Debugging the Device Maze
- Provider Hell: ONNX Runtime’s provider list is a moving target. We lost hours to silent fallbacks and cryptic errors when a provider was present but not actually usable. Example: the DirectML run that reported CUDA in the chain—then proceeded to run everything on CPU.
- Apple Silicon: No official GPU wheel means user testing and community wheels. I remember receiving a benchmark from someone on an M3 Max at 3am and thinking, “this is either magic or black sorcery.” It was a community wheel and meticulous logging—shoutout to that user.
- Benchmarking Surprises: CPU sometimes beat GPU for tiny workloads. We found a case where a specific ONNX export layout caused a thrash of temporary allocations that killed GPU advantage.
- Test Coverage:
tests/test_device_selection.pycaught a regression where MPS fallback didn’t trigger correctly. That saved an embarrassing release note and a few angry DMs.
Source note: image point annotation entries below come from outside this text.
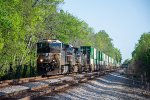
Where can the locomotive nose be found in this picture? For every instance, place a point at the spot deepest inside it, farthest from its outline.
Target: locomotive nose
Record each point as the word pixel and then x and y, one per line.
pixel 41 60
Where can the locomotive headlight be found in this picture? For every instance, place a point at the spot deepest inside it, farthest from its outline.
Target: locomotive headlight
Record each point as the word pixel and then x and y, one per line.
pixel 41 60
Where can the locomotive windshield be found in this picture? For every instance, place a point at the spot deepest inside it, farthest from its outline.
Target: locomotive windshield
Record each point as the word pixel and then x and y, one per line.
pixel 43 47
pixel 55 47
pixel 46 47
Community Feedback: The Real MVP
The most valuable insights came from users. Benchmarks, logs, and random messages from folks running weird hardware were priceless. Community submissions helped us identify platform-specific pain points and validate fixes across a wider range of hardware than we could test.
What We’d Do Differently
- Start with a compatibility matrix and test early across providers; don’t assume ONNX Runtime will behave uniformly.
- Automate more: CI device probes, nightly benchmarks, and clearer error messages that tell users what to do next.
- Recruit community testers early—edge cases appear in real-world hardware we don’t own.
Final Thoughts
Shipping GPU support for NeuTTS-Air was messy, educational, and worth every headache. We hope this post-mortem helps others navigating ONNX Runtime and varied hardware, and we can’t wait to see what creative uses the community finds.
Keep the bug reports coming, the benchmarks flowing, and the memes appropriate.